Wie stark am Anschlag das Gesundheitspersonal ist, ist spätestens seit der Corona-Pandemie bekannt. Eine beunruhigende Studie, welche dem «Tages-Anzeiger» vorliegt, bestätigt diesen Umstand jetzt einmal mehr.

Der noch unveröffentlichten Erhebung zufolge setzen Schweizer Pflegeheime immer häufiger Pillen ein, um die Senioren ruhig zu stellen. Auch Neuroleptika, die eigentlich für Schizophrenie-Patienten oder andere psychotische Erkrankungen vorgesehen sind, kommen regelmässig zum Einsatz. Dies zeigt die Studie, die in über 600 Institutionen durchgeführt wurde und lediglich Senioren einbezog, die nicht unter Schizophrenie leiden.

Senioren erhielten neun oder mehr Medikamente

Die Ergebnisse der Studie, deren Daten 2019 und 2020 erhoben wurden, sind erschreckend: 37 Prozent der Senioren erhielten ein Neuroleptikum. Auch mit zahlreichen anderen Pillen würden die Senioren sediert. 46 Prozent der Senioren erhielten wöchentlich neun oder gar mehr unterschiedliche Medikamente. Und das, obwohl Experten schon ab fünf Arzneimitteln von unerwünschten Wechselwirkungen sprechen.

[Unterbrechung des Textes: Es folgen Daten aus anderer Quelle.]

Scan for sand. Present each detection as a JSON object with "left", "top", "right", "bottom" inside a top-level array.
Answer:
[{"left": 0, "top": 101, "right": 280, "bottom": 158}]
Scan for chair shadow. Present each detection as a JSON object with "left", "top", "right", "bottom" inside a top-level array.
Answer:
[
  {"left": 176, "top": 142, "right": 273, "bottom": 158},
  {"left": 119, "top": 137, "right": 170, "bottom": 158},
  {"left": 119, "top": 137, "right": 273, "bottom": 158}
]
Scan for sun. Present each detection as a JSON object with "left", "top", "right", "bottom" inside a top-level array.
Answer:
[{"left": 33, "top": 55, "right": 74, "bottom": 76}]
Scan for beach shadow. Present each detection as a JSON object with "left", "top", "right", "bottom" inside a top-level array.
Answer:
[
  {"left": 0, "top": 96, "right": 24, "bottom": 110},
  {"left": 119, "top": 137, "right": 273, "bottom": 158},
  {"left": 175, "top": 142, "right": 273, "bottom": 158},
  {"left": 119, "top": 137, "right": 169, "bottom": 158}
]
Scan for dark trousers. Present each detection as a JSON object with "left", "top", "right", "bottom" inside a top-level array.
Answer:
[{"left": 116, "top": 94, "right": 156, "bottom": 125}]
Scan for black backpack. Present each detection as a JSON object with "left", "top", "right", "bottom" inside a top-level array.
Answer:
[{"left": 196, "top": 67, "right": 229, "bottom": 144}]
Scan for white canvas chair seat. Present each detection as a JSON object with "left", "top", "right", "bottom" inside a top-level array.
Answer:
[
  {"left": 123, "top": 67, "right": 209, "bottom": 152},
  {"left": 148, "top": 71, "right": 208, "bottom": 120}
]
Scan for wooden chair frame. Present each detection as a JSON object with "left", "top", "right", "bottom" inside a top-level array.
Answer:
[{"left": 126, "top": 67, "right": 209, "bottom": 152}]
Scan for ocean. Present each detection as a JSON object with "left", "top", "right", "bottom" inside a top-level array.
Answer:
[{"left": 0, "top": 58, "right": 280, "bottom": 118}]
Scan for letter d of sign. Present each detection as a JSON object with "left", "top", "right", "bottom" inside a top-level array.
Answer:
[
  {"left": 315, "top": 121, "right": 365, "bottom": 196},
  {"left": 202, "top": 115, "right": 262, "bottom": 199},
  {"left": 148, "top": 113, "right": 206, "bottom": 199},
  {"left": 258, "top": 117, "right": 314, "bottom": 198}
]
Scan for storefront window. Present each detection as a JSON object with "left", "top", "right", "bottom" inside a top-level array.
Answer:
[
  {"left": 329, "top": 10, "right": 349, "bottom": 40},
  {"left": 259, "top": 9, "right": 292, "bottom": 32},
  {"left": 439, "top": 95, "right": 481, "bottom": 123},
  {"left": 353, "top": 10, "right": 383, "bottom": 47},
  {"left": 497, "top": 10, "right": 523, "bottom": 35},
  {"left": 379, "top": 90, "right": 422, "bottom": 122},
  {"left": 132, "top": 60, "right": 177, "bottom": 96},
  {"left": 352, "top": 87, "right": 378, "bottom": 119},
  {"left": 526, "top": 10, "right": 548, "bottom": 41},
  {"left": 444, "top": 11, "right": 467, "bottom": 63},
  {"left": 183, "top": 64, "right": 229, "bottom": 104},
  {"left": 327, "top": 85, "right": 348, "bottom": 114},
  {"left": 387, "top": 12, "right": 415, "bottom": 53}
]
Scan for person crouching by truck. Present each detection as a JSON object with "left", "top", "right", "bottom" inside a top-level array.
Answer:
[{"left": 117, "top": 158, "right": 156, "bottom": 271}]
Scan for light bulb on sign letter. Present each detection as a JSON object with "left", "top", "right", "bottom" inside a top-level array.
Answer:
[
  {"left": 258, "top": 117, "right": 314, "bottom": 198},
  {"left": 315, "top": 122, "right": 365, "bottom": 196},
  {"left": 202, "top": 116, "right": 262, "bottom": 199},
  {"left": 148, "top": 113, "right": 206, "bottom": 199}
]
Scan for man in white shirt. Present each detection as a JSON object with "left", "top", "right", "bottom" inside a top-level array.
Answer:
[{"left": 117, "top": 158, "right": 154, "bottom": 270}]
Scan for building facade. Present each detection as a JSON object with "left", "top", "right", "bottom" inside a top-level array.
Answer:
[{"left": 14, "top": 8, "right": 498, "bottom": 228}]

«Die Zahlen haben auch uns als Experten erschreckt. Diese dürften niemals so hoch sein», sagt Co-Autor Max Giger gegenüber der Zeitung. Dass auch häufiger zu Neuroleptika gegriffen werde, liege laut dem pensionierten Facharzt auch an ihrer lethargischen Wirkung. «Damit lassen sich Betagte, die etwa wegen einer Demenz verwirrt, unruhig oder aggressiv sind, ohne grossen Aufwand ruhigstellen.»

Schuld an diesem Missstand ist der massive Personalmangel im Pflegebereich. Den Bewohnern ein Medikament zu verabreichen, sei Giger zufolge weniger aufwendig und kostengünstiger, als sich persönlich um jeden einzeln zu kümmern. «Dafür fehlen jedoch die personellen Ressourcen in den Pflegeheimen.»

Neuroleptika mit verheerenden Folgen

Auf die Senioren, denen solche Medikamente verabreicht werden, obwohl sie gar nicht an einer psychotischen Erkrankung leiden, habe das verheerende Auswirkungen. Bewohner, die einst umtriebig und aufgeweckt gewesen seien, würden immer ruhiger, gar freudlos.

Neben emotionalen Folgen, hätten Neuroleptika auch gefährliche medizinische Auswirkungen: «Diese können Hirnschläge verursachen, zu Inkontinenz, Schwindel und dadurch zu Stürzen führen. Sie steigern die Mortalität.»

Giger, der auch in der Fachkommission der Unabhängigen Beschwerdestelle für das Alter sitzt, hört oft von Kindern, die sich um ihre Eltern im Pflegeheim sorgen. «Etwas stimme nicht, erzählte mir ein Sohn. Seiner Mutter sei oft schwindlig und sie sei ständig müde», so Giger. Als der Sohn ihm erzählte, welches Medikament der Mutter verabreicht wurde, war der Fall klar. Quetiapin gilt als eines der beliebtesten Neuroleptika – dem Arzneimittelreport der Helsana zufolge stiegen die Bezüge in nur vier Jahren um 30 Prozent an.

«Heutzutage arbeitet man nicht mehr menschenorientiert»

Verschiedene Pflegefachpersonen, mit denen der «Tages-Anzeiger» gesprochen hat, bestätigen den hohen Einsatz von Neuroleptika. «Sie werden verteilt, als wären es Bonbons», sagt eine Pflegefachfrau, die anonym bleiben möchte, gegenüber der Zeitung.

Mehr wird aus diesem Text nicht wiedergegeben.